A SPECIAL celebration has been held at Trinity Church to mark the 100th year of its grand pipe organ.
Back in 1911 – a week after Cornet Lockie Thorburn had completed his duties and just days before the Coronation of King George – the new organ first accompanied the church’s praise at two services of dedication.
Almost 100 years to the date last Sunday, the congregation marked the special milestone with organist Jamie McKenzie playing a specially chosen piece.
And boasting 1,182 pipes, the organ – which was built by James Jepson Binns of Bramley Organ Works in Leeds – has never required any major work throughout the past century, and been praised for showing little signs of its age by the church minister.
Rev Michael Scouler said: “James Jepson Binns was known as a perfectionist.

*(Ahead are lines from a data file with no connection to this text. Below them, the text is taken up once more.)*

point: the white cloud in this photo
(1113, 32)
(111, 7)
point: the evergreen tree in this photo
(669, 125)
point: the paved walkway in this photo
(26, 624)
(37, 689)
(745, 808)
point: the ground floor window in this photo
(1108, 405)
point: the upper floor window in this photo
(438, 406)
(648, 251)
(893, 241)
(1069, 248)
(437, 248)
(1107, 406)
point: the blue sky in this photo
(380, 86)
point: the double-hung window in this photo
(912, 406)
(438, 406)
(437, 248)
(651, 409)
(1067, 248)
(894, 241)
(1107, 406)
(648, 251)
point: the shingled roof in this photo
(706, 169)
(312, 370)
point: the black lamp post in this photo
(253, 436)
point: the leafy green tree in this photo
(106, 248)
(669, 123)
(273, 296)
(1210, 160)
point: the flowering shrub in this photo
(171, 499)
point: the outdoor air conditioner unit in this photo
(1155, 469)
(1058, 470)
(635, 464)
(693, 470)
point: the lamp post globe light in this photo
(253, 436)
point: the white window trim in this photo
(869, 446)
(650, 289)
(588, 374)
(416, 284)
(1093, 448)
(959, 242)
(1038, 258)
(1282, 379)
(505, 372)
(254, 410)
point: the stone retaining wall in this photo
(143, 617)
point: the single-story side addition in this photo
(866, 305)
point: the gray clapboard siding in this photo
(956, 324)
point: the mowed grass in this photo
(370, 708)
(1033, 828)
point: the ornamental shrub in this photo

“His organs are particularly forthright in their speech and are also noted for the superb robustness of their construction, so robust indeed that he was known in the trade as Battleship Binns.” He went on: “Costing just £651.10s for the organ and blower and additional display pipes for the case, the organ has given 100 years of mostly trouble-free service without any major work apart from occasional cleaning and repairs. Clearly it has proved of excellent value.”
Highlighting that the organ case and pulpit are the work of Hawick joiner Alex Inglis who also takes the credit for the beautiful carved wood round the pulpit, Rev Scouler commented: “The organ’s historic value is greatly enhanced by the fact that it survives unaltered, and thus is a splendid example of the work of its builder and period.”

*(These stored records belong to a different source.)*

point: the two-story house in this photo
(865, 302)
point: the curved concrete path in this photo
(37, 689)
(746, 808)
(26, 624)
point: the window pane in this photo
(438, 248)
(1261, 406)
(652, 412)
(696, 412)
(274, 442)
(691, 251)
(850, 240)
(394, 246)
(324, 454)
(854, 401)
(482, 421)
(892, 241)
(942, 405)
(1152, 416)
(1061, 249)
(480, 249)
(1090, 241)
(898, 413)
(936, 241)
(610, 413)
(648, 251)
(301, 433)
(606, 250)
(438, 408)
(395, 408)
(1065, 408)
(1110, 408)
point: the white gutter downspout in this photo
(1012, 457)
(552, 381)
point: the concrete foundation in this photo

Mr Scouler says the only change made to the original organ occurred when the Eastbank Church became home to the new Trinity congregation in 1959, and the console (or keyboard) was moved, and rotated, from where the communion table now is to its present position.
He added: “The organ has been a wonderful asset to worship down the years and a very large number of organists have sat at the console and greatly enjoyed the quality of sound it produces.”